Thomas R. Holtz, Jr. wrote:


No mention of where the paper (if any) will be.

Here it is in FirstCite, at the Biology Letters website (http://www.journals.royalsoc.ac.uk):

Paul A. Selden, José A. Corronca, and Mario A. Hünicken (2005) The true identity of the supposed giant fossil spider _Megarachne_.

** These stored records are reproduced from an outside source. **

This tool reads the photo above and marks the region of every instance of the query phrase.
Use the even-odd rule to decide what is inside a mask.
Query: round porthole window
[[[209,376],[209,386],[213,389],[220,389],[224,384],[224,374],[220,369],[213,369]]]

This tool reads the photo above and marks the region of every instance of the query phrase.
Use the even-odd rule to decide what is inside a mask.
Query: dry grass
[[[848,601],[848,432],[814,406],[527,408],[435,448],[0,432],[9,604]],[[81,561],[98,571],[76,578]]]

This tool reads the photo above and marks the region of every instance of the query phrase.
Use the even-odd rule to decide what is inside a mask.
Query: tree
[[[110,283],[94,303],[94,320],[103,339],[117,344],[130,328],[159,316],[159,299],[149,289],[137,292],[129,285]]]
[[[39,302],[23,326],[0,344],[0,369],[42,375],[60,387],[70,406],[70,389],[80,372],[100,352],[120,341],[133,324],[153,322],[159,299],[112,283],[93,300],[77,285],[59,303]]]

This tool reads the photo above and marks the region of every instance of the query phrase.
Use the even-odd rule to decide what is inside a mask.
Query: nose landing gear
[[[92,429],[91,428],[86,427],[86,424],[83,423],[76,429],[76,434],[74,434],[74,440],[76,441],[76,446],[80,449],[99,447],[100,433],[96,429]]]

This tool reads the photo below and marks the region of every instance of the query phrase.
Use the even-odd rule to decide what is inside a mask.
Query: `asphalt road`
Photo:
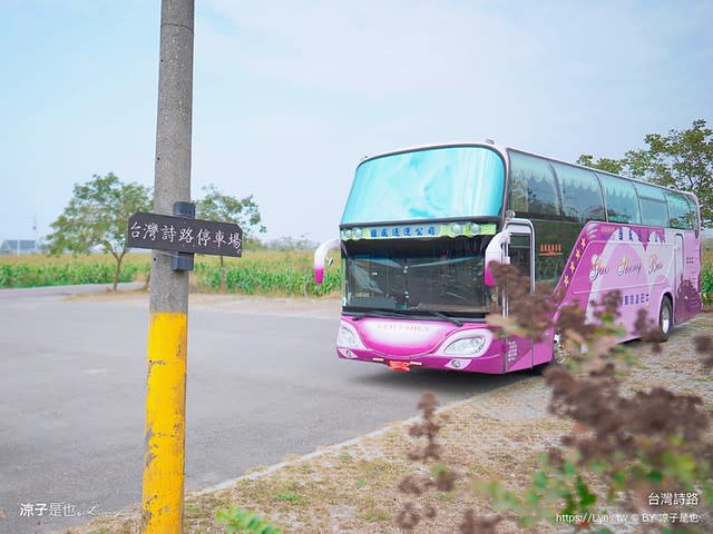
[[[0,533],[140,504],[147,298],[70,293],[0,291]],[[187,490],[410,417],[423,390],[448,402],[527,376],[340,360],[338,312],[283,314],[283,304],[192,307]]]

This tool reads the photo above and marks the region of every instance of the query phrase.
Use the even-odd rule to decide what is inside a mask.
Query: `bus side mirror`
[[[495,286],[495,277],[492,276],[492,269],[490,264],[496,261],[498,264],[509,264],[510,257],[507,255],[507,245],[510,244],[510,233],[502,230],[494,236],[488,244],[485,254],[485,281],[486,286]]]
[[[330,239],[320,245],[314,251],[314,283],[319,286],[324,280],[324,259],[329,251],[339,248],[339,239]],[[331,261],[330,261],[330,265]]]

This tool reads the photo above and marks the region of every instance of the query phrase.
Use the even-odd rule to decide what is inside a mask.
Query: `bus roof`
[[[397,155],[397,154],[406,154],[406,152],[414,152],[414,151],[418,151],[418,150],[431,150],[431,149],[450,148],[450,147],[482,147],[482,148],[489,148],[489,149],[495,150],[496,152],[500,154],[500,156],[502,157],[502,159],[506,162],[506,166],[508,166],[508,167],[509,167],[509,156],[508,155],[509,155],[510,151],[516,151],[516,152],[525,154],[525,155],[528,155],[528,156],[533,156],[535,158],[544,159],[544,160],[547,160],[547,161],[553,161],[553,162],[560,164],[560,165],[568,165],[570,167],[577,167],[577,168],[580,168],[580,169],[590,170],[590,171],[594,171],[594,172],[597,172],[597,174],[600,174],[600,175],[608,175],[608,176],[613,176],[615,178],[619,178],[619,179],[623,179],[623,180],[628,180],[628,181],[638,182],[638,184],[645,184],[647,186],[658,187],[661,189],[666,189],[666,190],[672,191],[672,192],[683,194],[683,195],[686,195],[686,196],[695,199],[696,204],[699,204],[699,198],[695,196],[695,194],[690,192],[690,191],[681,191],[681,190],[674,189],[672,187],[661,186],[658,184],[653,184],[651,181],[645,181],[645,180],[642,180],[642,179],[638,179],[638,178],[632,178],[632,177],[623,176],[623,175],[615,175],[614,172],[609,172],[609,171],[606,171],[606,170],[597,169],[597,168],[594,168],[594,167],[587,167],[587,166],[584,166],[584,165],[574,164],[572,161],[565,161],[565,160],[561,160],[561,159],[550,158],[548,156],[541,156],[539,154],[530,152],[528,150],[522,150],[522,149],[515,148],[515,147],[508,147],[508,146],[505,146],[505,145],[498,145],[495,141],[491,141],[490,139],[488,139],[486,141],[453,141],[453,142],[443,142],[443,144],[436,144],[436,145],[418,145],[418,146],[413,146],[413,147],[401,148],[401,149],[398,149],[398,150],[390,150],[390,151],[381,152],[381,154],[378,154],[378,155],[374,155],[374,156],[364,157],[359,162],[359,165],[362,165],[362,164],[364,164],[367,161],[371,161],[373,159],[383,158],[383,157],[387,157],[387,156],[393,156],[393,155]],[[359,165],[358,165],[358,167],[359,167]]]

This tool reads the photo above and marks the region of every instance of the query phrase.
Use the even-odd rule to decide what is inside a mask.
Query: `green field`
[[[109,255],[88,256],[2,256],[0,288],[61,286],[70,284],[109,284],[114,278],[114,258]],[[121,265],[120,281],[146,280],[148,254],[128,254]],[[312,276],[312,251],[253,251],[242,258],[225,258],[228,293],[275,296],[324,296],[340,291],[340,263],[334,261],[324,274],[324,284],[316,286]],[[713,304],[713,250],[703,251],[703,301]],[[191,274],[194,291],[217,293],[221,286],[219,259],[197,256]]]
[[[248,295],[323,296],[339,293],[339,261],[325,269],[324,284],[316,286],[312,275],[312,251],[251,251],[242,258],[224,258],[229,293]],[[116,261],[105,254],[81,256],[0,257],[0,288],[110,284]],[[120,281],[146,280],[150,255],[128,254],[121,263]],[[218,291],[219,258],[196,256],[191,274],[192,290]]]

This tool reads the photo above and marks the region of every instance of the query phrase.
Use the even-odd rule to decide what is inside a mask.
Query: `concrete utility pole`
[[[162,0],[154,212],[191,199],[194,0]],[[183,533],[188,273],[153,251],[141,532]]]

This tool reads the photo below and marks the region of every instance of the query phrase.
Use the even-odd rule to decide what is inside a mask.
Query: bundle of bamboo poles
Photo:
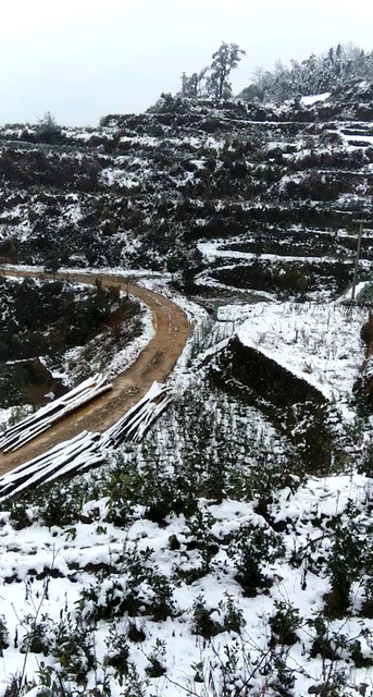
[[[0,477],[0,498],[20,493],[57,477],[98,465],[104,455],[99,448],[99,433],[83,431],[75,438],[55,445],[47,453],[29,460]]]
[[[124,440],[139,442],[172,398],[170,388],[153,382],[147,394],[101,437],[102,447],[116,448]]]
[[[83,431],[0,477],[0,500],[100,465],[105,461],[105,450],[116,448],[124,440],[139,442],[171,399],[170,388],[153,382],[147,394],[101,436]]]
[[[42,406],[35,412],[35,414],[27,416],[18,424],[15,424],[15,426],[7,428],[0,437],[0,450],[3,453],[9,451],[14,452],[51,428],[53,424],[64,418],[71,412],[74,412],[79,406],[83,406],[83,404],[111,390],[111,388],[112,384],[107,383],[105,378],[100,374],[88,378],[63,396]]]

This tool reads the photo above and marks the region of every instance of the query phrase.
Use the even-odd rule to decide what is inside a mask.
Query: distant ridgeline
[[[259,72],[241,98],[163,95],[98,127],[50,114],[0,127],[0,261],[169,271],[189,292],[207,292],[208,278],[294,298],[338,293],[358,220],[361,268],[373,259],[372,62],[337,47]]]

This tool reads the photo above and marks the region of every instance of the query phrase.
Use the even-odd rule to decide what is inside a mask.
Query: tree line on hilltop
[[[182,74],[182,96],[191,99],[232,97],[229,76],[245,54],[246,51],[237,44],[223,41],[212,54],[211,65],[190,75]],[[326,53],[311,53],[301,62],[291,60],[289,65],[285,65],[278,60],[272,70],[257,68],[252,82],[238,97],[247,101],[283,102],[330,91],[337,84],[350,80],[372,76],[373,51],[365,52],[352,44],[338,44]]]

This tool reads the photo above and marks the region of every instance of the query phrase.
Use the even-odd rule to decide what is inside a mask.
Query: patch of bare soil
[[[96,282],[98,274],[82,272],[38,273],[23,270],[0,269],[1,276],[32,278],[58,278],[75,282]],[[189,323],[185,313],[172,301],[159,293],[139,285],[127,283],[125,278],[99,274],[104,286],[117,286],[142,301],[152,311],[154,337],[141,351],[137,360],[113,382],[113,389],[97,398],[86,406],[57,424],[15,453],[0,454],[0,475],[20,464],[41,455],[58,443],[70,440],[83,430],[104,431],[125,414],[151,387],[152,382],[163,382],[181,356],[189,334]]]

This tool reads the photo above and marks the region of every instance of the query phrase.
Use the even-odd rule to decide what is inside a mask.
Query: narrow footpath
[[[134,283],[127,284],[125,277],[87,272],[63,272],[55,274],[37,271],[0,269],[1,276],[61,279],[77,283],[95,284],[100,278],[102,285],[116,286],[142,301],[152,313],[154,335],[141,351],[135,363],[113,380],[113,389],[89,404],[82,406],[64,420],[58,423],[35,441],[15,453],[0,453],[0,476],[53,448],[70,440],[83,430],[102,432],[123,416],[151,387],[163,382],[181,356],[189,335],[189,323],[178,305],[159,293]]]

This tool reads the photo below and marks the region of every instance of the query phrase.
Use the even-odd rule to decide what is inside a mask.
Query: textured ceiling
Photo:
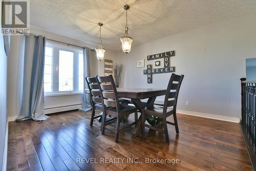
[[[129,4],[133,46],[256,10],[255,0],[31,0],[32,26],[97,46],[121,50]]]

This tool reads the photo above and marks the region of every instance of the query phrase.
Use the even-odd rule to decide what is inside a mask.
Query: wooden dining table
[[[89,89],[86,89],[86,93],[90,94]],[[142,109],[145,107],[153,106],[157,96],[165,95],[166,89],[144,89],[144,88],[117,88],[117,94],[119,98],[130,99],[133,104],[141,113]],[[145,101],[143,99],[147,100]],[[142,101],[143,100],[143,101]],[[132,135],[134,137],[139,135],[141,133],[141,115],[135,124]]]
[[[157,96],[165,95],[166,89],[141,88],[117,88],[120,98],[131,99],[132,102],[141,113],[142,109],[153,106]],[[142,100],[148,99],[146,102]],[[141,115],[139,117],[135,126],[132,132],[133,136],[139,135],[141,131]]]

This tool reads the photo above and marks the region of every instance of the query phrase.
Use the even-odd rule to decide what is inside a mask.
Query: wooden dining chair
[[[128,126],[135,124],[137,122],[138,120],[137,109],[135,106],[120,103],[115,82],[112,75],[102,77],[97,76],[97,78],[98,82],[100,86],[100,92],[101,93],[102,103],[103,104],[101,133],[104,134],[105,126],[115,122],[115,121],[106,122],[106,115],[110,115],[117,117],[117,121],[115,135],[115,142],[117,142],[118,141],[119,132]],[[135,113],[134,122],[120,129],[120,123],[121,119],[124,116],[134,113]]]
[[[92,126],[94,120],[101,117],[102,115],[101,114],[95,116],[95,110],[103,111],[103,108],[99,86],[96,77],[87,77],[86,78],[91,95],[91,101],[92,102],[92,115],[90,125]]]
[[[164,132],[165,142],[169,143],[169,135],[167,128],[167,124],[175,126],[176,134],[179,134],[179,127],[176,116],[176,106],[178,100],[179,91],[184,75],[172,74],[164,98],[163,105],[154,104],[150,108],[146,108],[142,110],[141,116],[141,124],[142,126],[142,134],[145,132],[145,126],[155,131]],[[161,122],[154,127],[145,123],[146,115],[158,117]],[[166,118],[173,115],[174,123],[166,121]],[[160,127],[162,127],[160,129]],[[163,127],[163,130],[162,127]]]

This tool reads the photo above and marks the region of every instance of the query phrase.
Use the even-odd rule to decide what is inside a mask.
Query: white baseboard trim
[[[9,127],[9,122],[7,121],[6,123],[6,129],[5,132],[5,146],[4,147],[4,157],[3,158],[3,167],[2,170],[6,171],[7,167],[7,152],[8,148],[8,127]]]
[[[82,108],[82,104],[78,104],[66,106],[61,106],[59,108],[54,108],[52,109],[45,109],[44,113],[45,115],[50,114],[54,113],[68,111],[71,110],[74,110],[76,109],[78,109]]]
[[[177,113],[181,114],[185,114],[187,115],[191,115],[195,116],[198,116],[203,118],[210,118],[213,119],[220,120],[225,121],[232,122],[236,123],[239,123],[240,119],[238,118],[234,118],[229,116],[224,116],[221,115],[216,115],[212,114],[206,114],[203,113],[195,112],[191,111],[183,111],[183,110],[177,110]]]

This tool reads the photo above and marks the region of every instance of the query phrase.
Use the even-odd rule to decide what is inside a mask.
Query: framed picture
[[[144,59],[137,61],[137,68],[144,67]]]

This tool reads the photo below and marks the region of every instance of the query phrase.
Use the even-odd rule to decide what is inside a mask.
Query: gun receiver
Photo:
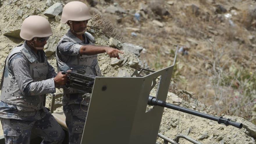
[[[86,93],[91,93],[94,83],[95,76],[86,73],[84,69],[80,69],[73,70],[65,72],[62,72],[63,74],[67,74],[69,81],[65,86],[67,88],[75,88],[84,91]]]

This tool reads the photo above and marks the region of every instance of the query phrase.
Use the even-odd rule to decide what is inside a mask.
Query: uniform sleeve
[[[58,46],[60,52],[66,56],[77,56],[79,54],[80,47],[82,45],[74,42],[61,41]]]
[[[55,72],[54,68],[49,63],[48,61],[47,61],[47,64],[48,65],[48,73],[47,74],[46,78],[50,79],[55,77],[57,74]]]
[[[22,54],[17,54],[13,56],[8,62],[8,65],[23,95],[35,95],[56,92],[53,78],[33,81],[30,74],[29,62]]]

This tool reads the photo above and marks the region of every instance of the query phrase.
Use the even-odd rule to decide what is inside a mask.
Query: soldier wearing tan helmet
[[[58,71],[82,68],[87,74],[101,76],[97,54],[106,52],[111,58],[119,59],[118,53],[123,53],[117,49],[94,45],[93,37],[86,32],[87,22],[91,18],[88,7],[82,2],[72,1],[64,7],[61,22],[67,24],[70,29],[56,48]],[[65,88],[63,92],[62,103],[69,129],[69,143],[80,143],[87,115],[86,111],[86,111],[88,106],[83,101],[84,92]]]
[[[0,89],[0,120],[5,143],[29,144],[32,133],[41,143],[61,143],[63,130],[45,106],[46,94],[65,84],[66,75],[58,74],[42,50],[52,35],[45,18],[30,16],[23,21],[20,35],[25,40],[6,60]]]

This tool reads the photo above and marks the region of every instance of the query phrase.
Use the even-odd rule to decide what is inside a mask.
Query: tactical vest
[[[1,80],[2,87],[1,99],[6,102],[16,105],[18,109],[21,111],[35,111],[41,109],[44,106],[45,95],[33,95],[32,94],[32,95],[23,95],[16,82],[15,77],[24,76],[13,75],[8,68],[9,60],[17,53],[23,54],[26,58],[29,65],[30,75],[33,82],[46,79],[48,65],[45,53],[43,52],[42,54],[44,56],[43,62],[40,63],[38,61],[37,58],[31,51],[28,46],[24,43],[20,46],[15,48],[6,60],[5,68],[3,72],[3,78]]]
[[[66,72],[67,70],[72,68],[74,70],[82,68],[86,70],[86,73],[94,75],[101,77],[102,76],[99,67],[98,63],[97,56],[96,55],[88,56],[87,55],[79,55],[67,56],[69,58],[65,61],[63,61],[62,56],[65,56],[60,53],[58,48],[61,42],[65,41],[71,42],[75,44],[79,44],[85,45],[86,45],[94,44],[95,40],[90,34],[86,32],[85,35],[87,39],[89,40],[89,44],[83,43],[81,40],[74,35],[69,31],[60,40],[56,50],[56,58],[57,61],[57,67],[58,72],[61,71]],[[64,92],[67,90],[64,88]],[[80,93],[79,91],[72,88],[69,88],[68,93]]]

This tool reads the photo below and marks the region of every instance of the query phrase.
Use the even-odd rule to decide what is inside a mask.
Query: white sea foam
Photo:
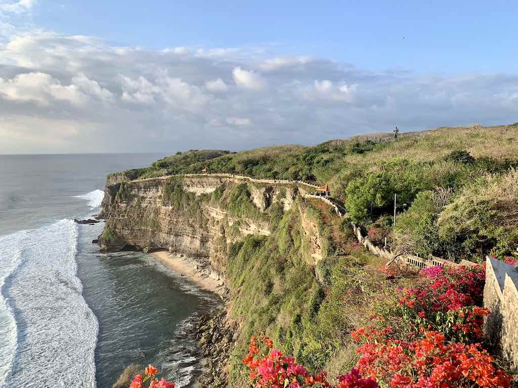
[[[21,261],[20,242],[25,232],[0,236],[0,386],[11,370],[16,351],[16,323],[7,300],[3,296],[9,275]]]
[[[88,206],[94,209],[100,206],[103,202],[103,198],[104,198],[104,191],[99,189],[96,189],[93,191],[87,192],[85,194],[81,194],[78,196],[74,196],[74,198],[82,198],[88,201]]]
[[[0,329],[9,339],[0,350],[0,386],[95,387],[98,325],[76,276],[77,244],[71,220],[0,238],[11,268],[2,288],[0,310],[11,325],[6,336]]]

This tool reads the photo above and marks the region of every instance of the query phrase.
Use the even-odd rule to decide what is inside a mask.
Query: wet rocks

ABSTRACT: _Megarachne servinei_ from the Permo-Carboniferous Bajo de Véliz Formation of San Luis Province, Argentina (32° 17' S, 65° 25' E), was described as a giant mygalomorph spider ('tarantula') and, with its body length of 339 mm, the largest known spider ever to have lived on Earth. Its identification as a spider was based on interpretations of the shape of the carapace, the position of the eye tubercle, the anterior protrusion of the carapace as a pair of chelicerae, and the posterior circular structure as the abdomen. X-radiography revealed possible morphology hidden in the matrix: cheliceral fangs, sternum, labium and coxae, and so a reconstruction of _Megarachne_ as a giant spider was presented. Difficulties with the interpretation (unusual cuticular ornament, suture dividing the carapace and spade-like anterior border of the chelicera), together with non-preservation of synapomorphies of Araneae, provoked debate about its interpretation as a spider. Now, the holotype and a new specimen have become available for study. _Megarachne_ is shown to be a bizarre eurypterid ('sea-scorpion'), similar to rare forms known from Carboniferous rocks of Scotland and South Africa, and is the most complete eurypterid so far recorded from Carboniferous strata of South America.

The study refers _Megarachne_ to the eurypterid family Woodwardopteridae. _Megarachne_ is reconstructed as an aquatic sediment-feeder, although sedimontology would appear to rule out a marine habitat.